Boone Carter has had a love for the unusual and haunting sounds that Scott describes ever since he was a kid. “My grandpa left me a record player in his will. I’d never used one so I didn’t know how to change the speed of it. I played ‘My Prayer’ by The Platters and didn’t realize it was too slow. It was low and reverbed, almost demonic, and I was like ‘This is crazy!’ It became one of my favorite songs. I’ve always been trying to capture something like that.” As a result, Carter’s guitar play when writing often consists of dynamic, unexpected chords with dissonance and various tunings. Carter often brings his initial song ideas to Willis, who has extensive music theory education and a groovy guitar style that paradoxically contrasts, complements, and expounds upon Carter’s initial artistic vision. Willis describes their songwriting relationship, “Boone is vinegar and I am extra virgin olive oil, we work together but there’s a distinct split.”


While the bulk of the lyrics come from Carter’s spellbook, each member of the band brings their own ingredient to the spooking, boiling brew that is the Gilded Lows sound. Everyone in the band is a multi-instrumentalist and the distinct sound of the Gilded Lows is a recipe of multifaceted collaboration. “Creatively we aren’t each sitting in a pocket just to be supportive. Everybody brings nuance to it,” Michael says. “Gilded Lows is a little bit ethereal like in a groove,” says Carter.

The “ethereal groove” is what makes the band so captivating in a live setting. Boone commands the stage like a crooner of old, simultaneously in control and unpredictable. The cohesion of the band is evident as they channel the energy of the room, inviting the crowd on a journey that is as unique as the blend of genres and eras their music encapsulates. Within the same setlist, the room around you can transform from an old west saloon to a 50’s ballroom to an underground 80’s punk dive.

Gilded Lows encapsulates everything that Austin is, was, and will be. You can’t put them in the box of any time, place, or genre but at the same time their sound is uniquely “Austin”.

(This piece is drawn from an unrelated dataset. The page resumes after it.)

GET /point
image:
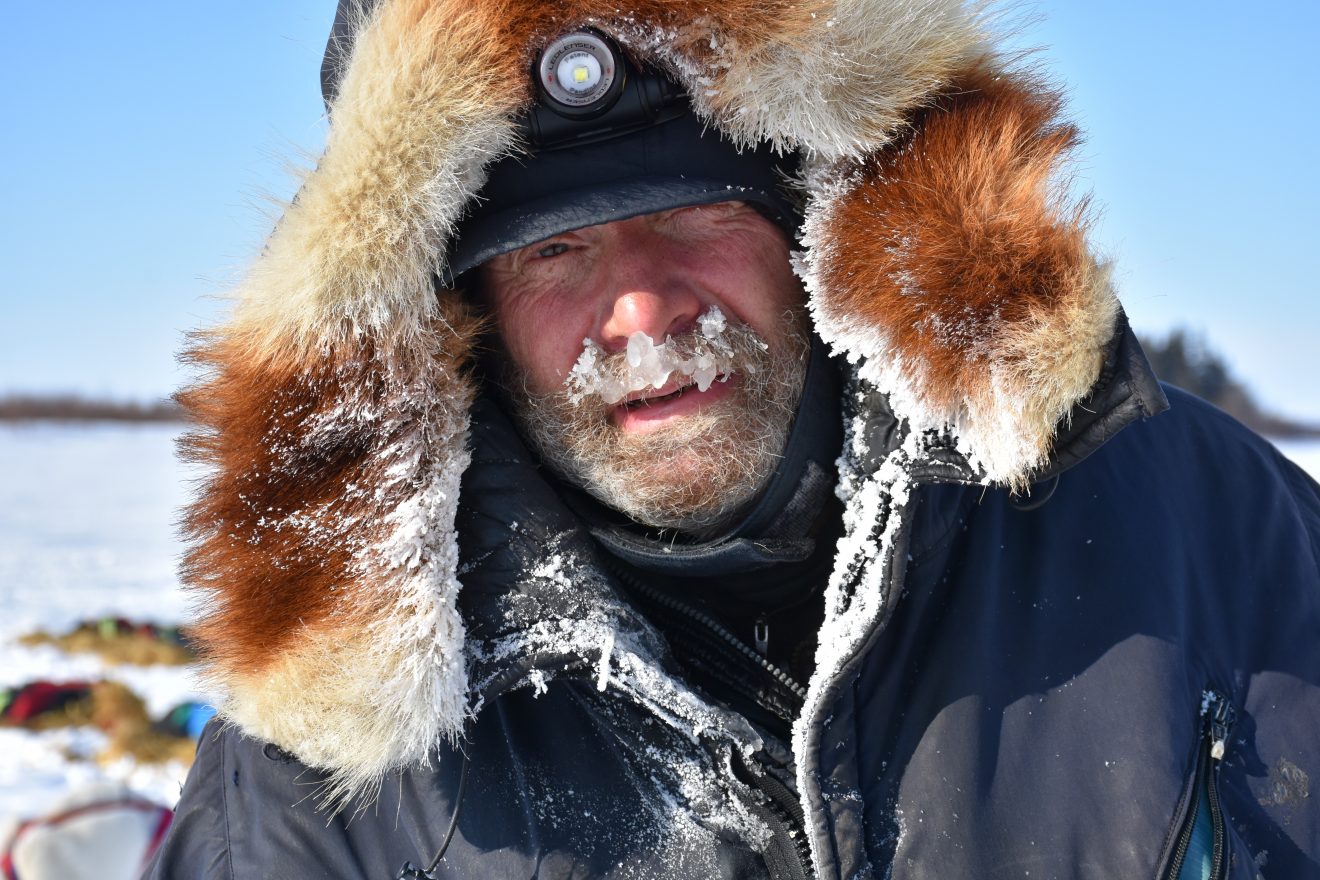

“The mixture of genres couldn’t exist without being in Austin, soaking up all sorts of influences. It’s hard to not be influenced by your peers” referencing Austin bands like Pelvis Wrestley, Rattlesnake Milk, and Virginia Creeper. No doubt their music will leave you under a spell, delightfully haunted by stories of cowboys, punks, and derelicts of old. Simultaneously, you will be struck by visions of the future, where bold combinations of music from traditionally siloed genres make for a mesmerizing new sound.


With respect to the future of the music scene in Austin, guitarist Buckley Willis says, “I’ve seen three bands in Austin that have played to ten or twenty people here that have done European tours now. Every time someone from Austin gets recognition outside of this city they make it better for the rest of us.”


Gilded Lows released their last album New Cult, Old Cure on October 13, 2023 of last year. New music is in the works and expected to be released before the end of the year along and the band expects to tour soon after.